DragonFly commits List (threaded) for 2004-12
cvs commit: src/sys/kern vfs_journal.c src/sys/sys kern_syscall.h mountctl.h
dillon 2004/12/30 13:41:06 PST
DragonFly src repository
sys/sys kern_syscall.h mountctl.h
Journaling layer work. Lock down the journaling data format and most
of the record-building API.
The Journaling data format consists of two layers, A logical stream
abstraction layer and a recursive subrecord layer.
The memory FIFO and worker thread only deals with the logical stream
abstraction layer. subrecord data is broken down into logical stream
records which the worker thread then writes out to the journal. Space
for a logical stream record is 'reserved' and then filled in by the
journaling operation. Other threads can reserve their own space in the
memory FIFO, even if earlier reservations have not yet been committed.
The worker thread will only write out completed records and it currently
does so in sequential order, so the worker thread itself may stall
temporarily if the next reservation in the FIFO has not yet been completed.
(this will probably have to be changed in the future but for now its the
easiest solution, allowing for some parallelism without creating too big
Each logical stream is a (typically) short-lived entity, usually
encompassing a single VFS operation, but may be made up of multiple
stream records. The stream records contain a stream id and bits specifying
whether the record is beginning a new logical stream, in the middle
somewhere, or ending a logical stream. Small transactions may be able
to fit in a single record in which case multiple bits may be set.

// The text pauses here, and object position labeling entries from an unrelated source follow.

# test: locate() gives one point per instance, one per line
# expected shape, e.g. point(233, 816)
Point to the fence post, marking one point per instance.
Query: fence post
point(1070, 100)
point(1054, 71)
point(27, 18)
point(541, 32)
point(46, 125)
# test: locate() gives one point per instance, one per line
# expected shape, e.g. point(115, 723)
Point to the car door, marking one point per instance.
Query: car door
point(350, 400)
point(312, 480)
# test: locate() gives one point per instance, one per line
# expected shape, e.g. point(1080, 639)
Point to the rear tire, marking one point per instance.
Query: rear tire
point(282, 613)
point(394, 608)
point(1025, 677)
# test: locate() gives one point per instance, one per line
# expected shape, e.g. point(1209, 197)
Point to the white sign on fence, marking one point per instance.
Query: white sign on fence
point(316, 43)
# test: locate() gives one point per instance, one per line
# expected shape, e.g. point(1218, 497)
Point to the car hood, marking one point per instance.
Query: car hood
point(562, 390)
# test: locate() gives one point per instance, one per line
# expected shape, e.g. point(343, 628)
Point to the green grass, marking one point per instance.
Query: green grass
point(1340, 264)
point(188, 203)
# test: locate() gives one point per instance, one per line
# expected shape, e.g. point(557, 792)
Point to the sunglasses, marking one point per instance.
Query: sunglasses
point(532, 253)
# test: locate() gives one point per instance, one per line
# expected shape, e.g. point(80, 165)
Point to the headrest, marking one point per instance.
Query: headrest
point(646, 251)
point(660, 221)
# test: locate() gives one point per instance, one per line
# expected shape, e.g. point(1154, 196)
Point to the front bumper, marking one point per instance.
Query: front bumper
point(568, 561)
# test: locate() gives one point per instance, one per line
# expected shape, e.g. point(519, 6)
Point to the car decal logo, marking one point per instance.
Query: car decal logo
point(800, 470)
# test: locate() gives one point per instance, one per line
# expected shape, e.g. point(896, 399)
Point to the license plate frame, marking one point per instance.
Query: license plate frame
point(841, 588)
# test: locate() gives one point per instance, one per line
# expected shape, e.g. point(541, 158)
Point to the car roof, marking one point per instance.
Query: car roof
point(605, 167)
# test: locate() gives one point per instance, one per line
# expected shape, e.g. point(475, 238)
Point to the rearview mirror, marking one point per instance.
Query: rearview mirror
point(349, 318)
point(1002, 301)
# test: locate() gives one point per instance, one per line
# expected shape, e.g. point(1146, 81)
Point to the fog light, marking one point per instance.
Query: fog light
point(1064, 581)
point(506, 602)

Very large transactions, for example when someone does a write(... 10MB),
are fully supported and would likely generate a large number of stream
records. Such transactions would not necessarily stall other operations
from other processes, however, since they would be broken up into smaller
pieces for output to the journal.
The stream layer serves to multiplex individual logical streams onto
the memory FIFO and out the journaling stream descriptor.
The recursive subrecord layer identifies the transaction as well as any
other necessary data, including UNDO data if the journal is reversable.
A single transaction may contain several sub-records identifying the bits
making up the transaction (for example, a 'mkdir' transaction would need
a subrecord identifying the userid, groupid, file modes, and path).
The record formats also allow for transactional aborts, even if some of the
data has already been pushed out to the descriptor due to limited buffer
space. And, finally, while the subrecord's header format includes a record
size field, this value may not be known for subrecords representing
recusive 'pushes' since the header may be flushed out to the journal long
before the record is completed. This case is also fully supported.
NOTE: The memory FIFO used to ship data to the worker thread is serialized
by the BGL for the moment, but will eventually be made per-cpu to support
lockless operation under SMP.
Revision Changes Path
1.4 +834 -57 src/sys/kern/vfs_journal.c
1.25 +1 -0 src/sys/sys/kern_syscall.h
1.3 +245 -15 src/sys/sys/mountctl.h